Notably, if a person is convicted of a domestic violence misdemeanour against someone with whom they are in a “dating relationship”, but only has one such conviction, that person could then purchase a firearm after five years. A person who was or is married to, lived with, or has a child with the victim would not be eligible for restoration of the right to buy a gun – which is to say that this legislation creates a five-year period in which the boyfriend loophole is closed, and then it opens again. “The protection comes with an expiration date,” said Sorenson.

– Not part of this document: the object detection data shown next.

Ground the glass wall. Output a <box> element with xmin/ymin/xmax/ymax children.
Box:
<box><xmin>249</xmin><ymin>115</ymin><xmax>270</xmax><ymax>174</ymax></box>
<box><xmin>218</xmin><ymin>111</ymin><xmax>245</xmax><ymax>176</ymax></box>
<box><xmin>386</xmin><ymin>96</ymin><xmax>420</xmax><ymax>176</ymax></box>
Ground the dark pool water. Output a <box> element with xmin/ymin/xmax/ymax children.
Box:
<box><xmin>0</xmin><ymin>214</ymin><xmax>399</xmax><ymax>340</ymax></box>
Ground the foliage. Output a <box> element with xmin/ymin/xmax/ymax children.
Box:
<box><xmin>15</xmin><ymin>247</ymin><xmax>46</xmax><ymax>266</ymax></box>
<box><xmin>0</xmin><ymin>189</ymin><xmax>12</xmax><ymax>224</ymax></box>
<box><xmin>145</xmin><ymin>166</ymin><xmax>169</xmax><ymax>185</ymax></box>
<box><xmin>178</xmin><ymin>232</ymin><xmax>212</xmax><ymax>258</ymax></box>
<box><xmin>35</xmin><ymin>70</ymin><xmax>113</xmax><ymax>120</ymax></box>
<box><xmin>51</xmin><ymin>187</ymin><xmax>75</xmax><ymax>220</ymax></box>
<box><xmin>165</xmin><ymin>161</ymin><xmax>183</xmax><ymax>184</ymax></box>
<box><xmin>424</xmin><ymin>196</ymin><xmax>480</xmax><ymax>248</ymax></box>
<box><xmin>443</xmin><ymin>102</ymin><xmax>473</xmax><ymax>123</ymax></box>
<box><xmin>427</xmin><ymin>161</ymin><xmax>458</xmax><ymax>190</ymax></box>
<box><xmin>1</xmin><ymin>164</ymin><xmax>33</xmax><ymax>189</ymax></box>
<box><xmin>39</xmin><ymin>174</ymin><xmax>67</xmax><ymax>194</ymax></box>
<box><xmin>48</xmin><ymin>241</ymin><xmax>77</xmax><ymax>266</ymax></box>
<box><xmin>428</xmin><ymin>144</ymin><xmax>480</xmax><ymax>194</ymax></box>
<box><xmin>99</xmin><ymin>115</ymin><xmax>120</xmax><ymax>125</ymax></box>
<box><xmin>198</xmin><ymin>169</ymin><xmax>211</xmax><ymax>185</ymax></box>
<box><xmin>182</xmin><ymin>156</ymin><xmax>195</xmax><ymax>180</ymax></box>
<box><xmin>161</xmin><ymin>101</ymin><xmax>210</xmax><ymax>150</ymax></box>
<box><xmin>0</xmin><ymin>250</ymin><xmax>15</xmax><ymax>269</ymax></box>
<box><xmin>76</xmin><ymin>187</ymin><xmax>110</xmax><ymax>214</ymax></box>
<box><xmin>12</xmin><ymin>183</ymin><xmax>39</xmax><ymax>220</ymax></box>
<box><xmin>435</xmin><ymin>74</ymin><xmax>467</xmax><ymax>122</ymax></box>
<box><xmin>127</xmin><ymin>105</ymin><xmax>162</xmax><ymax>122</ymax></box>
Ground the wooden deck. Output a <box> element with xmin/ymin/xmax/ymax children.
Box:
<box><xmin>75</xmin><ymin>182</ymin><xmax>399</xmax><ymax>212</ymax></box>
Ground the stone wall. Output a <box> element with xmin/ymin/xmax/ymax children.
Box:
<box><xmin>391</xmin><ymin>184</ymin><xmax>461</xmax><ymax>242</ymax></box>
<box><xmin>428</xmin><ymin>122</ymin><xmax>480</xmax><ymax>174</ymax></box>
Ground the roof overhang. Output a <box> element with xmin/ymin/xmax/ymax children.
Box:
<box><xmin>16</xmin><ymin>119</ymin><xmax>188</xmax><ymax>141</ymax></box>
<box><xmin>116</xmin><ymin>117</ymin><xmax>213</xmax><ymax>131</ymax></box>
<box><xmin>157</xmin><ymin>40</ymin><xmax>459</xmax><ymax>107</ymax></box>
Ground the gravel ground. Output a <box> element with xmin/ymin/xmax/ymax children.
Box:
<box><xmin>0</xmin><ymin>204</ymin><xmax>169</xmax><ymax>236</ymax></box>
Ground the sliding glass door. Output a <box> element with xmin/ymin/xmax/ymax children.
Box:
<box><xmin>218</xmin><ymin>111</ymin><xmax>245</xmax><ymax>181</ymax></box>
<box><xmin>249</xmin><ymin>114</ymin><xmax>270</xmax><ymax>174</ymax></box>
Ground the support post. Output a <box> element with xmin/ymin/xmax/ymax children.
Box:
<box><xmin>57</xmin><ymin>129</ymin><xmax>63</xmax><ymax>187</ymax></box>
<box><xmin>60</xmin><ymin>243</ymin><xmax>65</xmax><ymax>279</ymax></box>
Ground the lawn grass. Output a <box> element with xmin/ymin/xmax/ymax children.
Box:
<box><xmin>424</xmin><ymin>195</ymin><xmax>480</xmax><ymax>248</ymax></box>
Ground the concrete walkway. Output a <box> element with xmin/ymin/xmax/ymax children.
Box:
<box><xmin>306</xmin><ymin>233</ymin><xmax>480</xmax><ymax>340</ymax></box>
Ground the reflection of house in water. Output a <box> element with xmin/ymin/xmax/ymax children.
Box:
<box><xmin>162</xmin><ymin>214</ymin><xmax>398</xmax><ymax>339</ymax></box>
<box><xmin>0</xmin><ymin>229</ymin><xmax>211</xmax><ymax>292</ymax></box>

Smucker said: “While it isn’t ideal, the possibility of reinstating a person’s gun rights after five years still allows the policy to do what ‘red flag’ laws also do: remove firearms at a time of intense conflict that is most likely to result in gun violence.” Still, she added, “survivors of domestic violence will have limited relief if their abuser can regain access to firearms at some point in the future. Even after successfully leaving an abusive partner, survivors often live in fear of their abuser’s return, whether that is five or 50 years later.”

Does the fact that the boyfriend loophole is now more closed than it was make it less likely that it will eventually be closed for good? “It does run that risk,” Sorenson said. “Men’s gun rights are prioritised over women’s safety. Consistently.” This legislation would be progress, she added, but it still puts the right to have a gun over the right to safety. “It reifies problems that already existed,” she said. “It doesn’t address them head-on.”

Meanwhile, on Thursday (23 June), the Supreme Court struck down a New York law that required “proper cause” for carrying a concealed weapon, making it still easier to have and carry around an instrument designed to hurt and kill. Even the “boyfriend loophole” compromise could face a similar challenge at some point.